Loop-Net: Joint Unsupervised Disparity and Optical Flow Estimation of Stereo Videos With Spatiotemporal Loop Consistency

Most of existing deep learning-based depth and optical flow estimation methods require the supervision of a lot of ground truth data, and hardly generalize to video frames, resulting in temporal inconsistency. In this letter, we propose a joint framework that estimates disparity and optical flow of stereo videos and generalizes across various video frames by considering the spatiotemporal relation between the disparity and flow without supervision. To improve both accuracy and consistency, we propose a loop consistency loss which enforces the spatiotemporal consistency of the estimated disparity and optical flow. Furthermore, we introduce a video-based training scheme using the c-LSTM to reinforce the temporal consistency. Extensive experiments show our proposed methods not only estimate disparity and optical flow accurately but also further improve spatiotemporal consistency.

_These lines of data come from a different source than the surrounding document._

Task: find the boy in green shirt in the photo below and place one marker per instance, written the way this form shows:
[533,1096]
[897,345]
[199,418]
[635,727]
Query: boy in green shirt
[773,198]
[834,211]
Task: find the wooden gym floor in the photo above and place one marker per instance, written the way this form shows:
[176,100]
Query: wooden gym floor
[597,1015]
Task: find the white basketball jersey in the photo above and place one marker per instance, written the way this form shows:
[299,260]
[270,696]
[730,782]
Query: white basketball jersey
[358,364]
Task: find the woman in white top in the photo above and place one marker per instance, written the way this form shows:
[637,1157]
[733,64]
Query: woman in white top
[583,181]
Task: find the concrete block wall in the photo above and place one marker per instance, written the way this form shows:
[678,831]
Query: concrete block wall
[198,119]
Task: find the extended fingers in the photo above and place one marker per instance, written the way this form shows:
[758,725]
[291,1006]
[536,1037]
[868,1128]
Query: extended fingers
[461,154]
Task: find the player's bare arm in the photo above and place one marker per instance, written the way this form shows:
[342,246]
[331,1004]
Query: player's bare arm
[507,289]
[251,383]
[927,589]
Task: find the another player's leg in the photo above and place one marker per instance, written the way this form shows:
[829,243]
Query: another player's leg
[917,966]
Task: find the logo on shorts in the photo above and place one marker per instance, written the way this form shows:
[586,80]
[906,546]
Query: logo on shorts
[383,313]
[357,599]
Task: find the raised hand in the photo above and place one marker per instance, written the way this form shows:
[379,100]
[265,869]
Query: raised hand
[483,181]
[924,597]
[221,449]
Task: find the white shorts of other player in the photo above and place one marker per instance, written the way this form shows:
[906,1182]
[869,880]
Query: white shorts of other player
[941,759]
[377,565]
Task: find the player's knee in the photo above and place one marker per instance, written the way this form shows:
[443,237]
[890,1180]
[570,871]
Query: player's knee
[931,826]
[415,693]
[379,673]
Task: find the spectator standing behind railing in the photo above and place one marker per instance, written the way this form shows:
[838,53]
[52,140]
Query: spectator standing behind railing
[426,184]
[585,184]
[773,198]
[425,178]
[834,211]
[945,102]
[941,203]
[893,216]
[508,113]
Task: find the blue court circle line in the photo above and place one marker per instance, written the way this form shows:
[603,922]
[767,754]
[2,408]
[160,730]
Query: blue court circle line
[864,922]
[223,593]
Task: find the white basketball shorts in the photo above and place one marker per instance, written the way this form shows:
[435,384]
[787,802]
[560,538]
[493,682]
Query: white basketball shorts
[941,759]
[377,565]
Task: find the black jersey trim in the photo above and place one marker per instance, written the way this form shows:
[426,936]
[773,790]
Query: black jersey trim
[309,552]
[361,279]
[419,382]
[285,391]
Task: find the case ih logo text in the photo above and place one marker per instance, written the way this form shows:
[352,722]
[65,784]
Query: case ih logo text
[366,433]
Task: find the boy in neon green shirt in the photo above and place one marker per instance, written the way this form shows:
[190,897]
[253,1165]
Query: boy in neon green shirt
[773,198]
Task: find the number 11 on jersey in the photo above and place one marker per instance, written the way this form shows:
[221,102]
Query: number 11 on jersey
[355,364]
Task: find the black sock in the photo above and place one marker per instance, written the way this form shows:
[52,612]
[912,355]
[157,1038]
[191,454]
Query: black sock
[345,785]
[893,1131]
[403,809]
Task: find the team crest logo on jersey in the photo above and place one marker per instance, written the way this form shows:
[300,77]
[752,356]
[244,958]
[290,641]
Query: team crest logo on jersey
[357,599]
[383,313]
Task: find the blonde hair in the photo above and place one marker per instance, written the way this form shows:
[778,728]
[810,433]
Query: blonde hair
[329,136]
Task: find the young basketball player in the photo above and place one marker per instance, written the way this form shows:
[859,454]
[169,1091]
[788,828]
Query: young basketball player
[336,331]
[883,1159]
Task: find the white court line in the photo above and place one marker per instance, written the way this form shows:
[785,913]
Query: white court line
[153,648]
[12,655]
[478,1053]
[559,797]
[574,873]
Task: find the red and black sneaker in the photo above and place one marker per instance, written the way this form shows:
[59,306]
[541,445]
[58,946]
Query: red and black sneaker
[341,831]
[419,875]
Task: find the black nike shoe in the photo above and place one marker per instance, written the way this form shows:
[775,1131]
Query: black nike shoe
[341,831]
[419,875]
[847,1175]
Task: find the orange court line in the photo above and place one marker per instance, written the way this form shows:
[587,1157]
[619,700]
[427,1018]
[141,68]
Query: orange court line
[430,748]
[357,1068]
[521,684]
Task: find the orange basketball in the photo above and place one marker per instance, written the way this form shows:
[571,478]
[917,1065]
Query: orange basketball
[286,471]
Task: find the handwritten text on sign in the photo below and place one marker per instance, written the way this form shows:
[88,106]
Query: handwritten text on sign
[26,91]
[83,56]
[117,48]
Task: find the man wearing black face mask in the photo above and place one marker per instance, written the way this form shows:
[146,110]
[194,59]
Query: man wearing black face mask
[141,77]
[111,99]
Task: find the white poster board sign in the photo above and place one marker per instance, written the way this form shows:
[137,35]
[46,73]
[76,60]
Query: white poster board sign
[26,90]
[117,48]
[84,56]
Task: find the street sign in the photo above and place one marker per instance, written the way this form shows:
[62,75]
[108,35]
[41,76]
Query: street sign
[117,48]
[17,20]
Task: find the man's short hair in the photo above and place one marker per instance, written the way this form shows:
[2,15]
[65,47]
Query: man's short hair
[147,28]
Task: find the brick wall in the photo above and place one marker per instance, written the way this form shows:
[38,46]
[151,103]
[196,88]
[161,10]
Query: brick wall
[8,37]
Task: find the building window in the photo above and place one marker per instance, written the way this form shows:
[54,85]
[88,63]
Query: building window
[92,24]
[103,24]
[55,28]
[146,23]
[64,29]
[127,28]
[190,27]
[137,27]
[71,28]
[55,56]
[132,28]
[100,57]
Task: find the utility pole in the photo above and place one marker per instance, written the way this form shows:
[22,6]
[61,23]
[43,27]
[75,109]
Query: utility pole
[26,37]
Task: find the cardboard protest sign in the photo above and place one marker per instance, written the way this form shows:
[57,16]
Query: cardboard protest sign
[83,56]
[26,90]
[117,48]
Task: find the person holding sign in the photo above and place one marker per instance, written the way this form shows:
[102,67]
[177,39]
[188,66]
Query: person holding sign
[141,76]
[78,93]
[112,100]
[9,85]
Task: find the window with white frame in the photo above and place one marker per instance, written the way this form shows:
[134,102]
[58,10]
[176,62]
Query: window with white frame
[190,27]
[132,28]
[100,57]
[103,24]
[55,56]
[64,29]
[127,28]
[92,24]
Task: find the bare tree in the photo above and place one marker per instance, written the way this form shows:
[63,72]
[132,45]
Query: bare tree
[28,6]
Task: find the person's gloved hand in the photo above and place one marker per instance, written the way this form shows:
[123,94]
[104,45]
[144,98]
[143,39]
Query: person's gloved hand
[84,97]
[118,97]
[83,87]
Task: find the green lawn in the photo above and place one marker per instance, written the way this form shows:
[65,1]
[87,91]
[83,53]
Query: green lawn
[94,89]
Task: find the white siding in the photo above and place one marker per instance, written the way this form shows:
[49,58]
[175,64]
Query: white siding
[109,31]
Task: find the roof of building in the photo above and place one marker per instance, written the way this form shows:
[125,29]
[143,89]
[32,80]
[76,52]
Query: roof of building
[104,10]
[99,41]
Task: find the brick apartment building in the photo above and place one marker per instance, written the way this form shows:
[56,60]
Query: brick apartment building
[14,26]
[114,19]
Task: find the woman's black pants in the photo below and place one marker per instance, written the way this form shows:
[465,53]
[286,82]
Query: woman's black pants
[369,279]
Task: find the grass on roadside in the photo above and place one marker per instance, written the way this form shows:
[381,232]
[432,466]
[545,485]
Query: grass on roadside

Our framework outperforms the state-of-the-art unsupervised depth and optical flow estimation models on the KITTI benchmark dataset.

[1]  Thomas Brox,et al.  FlowNet: Learning Optical Flow with Convolutional Networks , 2015, 2015 IEEE International Conference on Computer Vision (ICCV).

[2]  Thomas Brox,et al.  A Large Dataset to Train Convolutional Networks for Disparity, Optical Flow, and Scene Flow Estimation , 2015, 2016 IEEE Conference on Computer Vision and Pattern Recognition (CVPR).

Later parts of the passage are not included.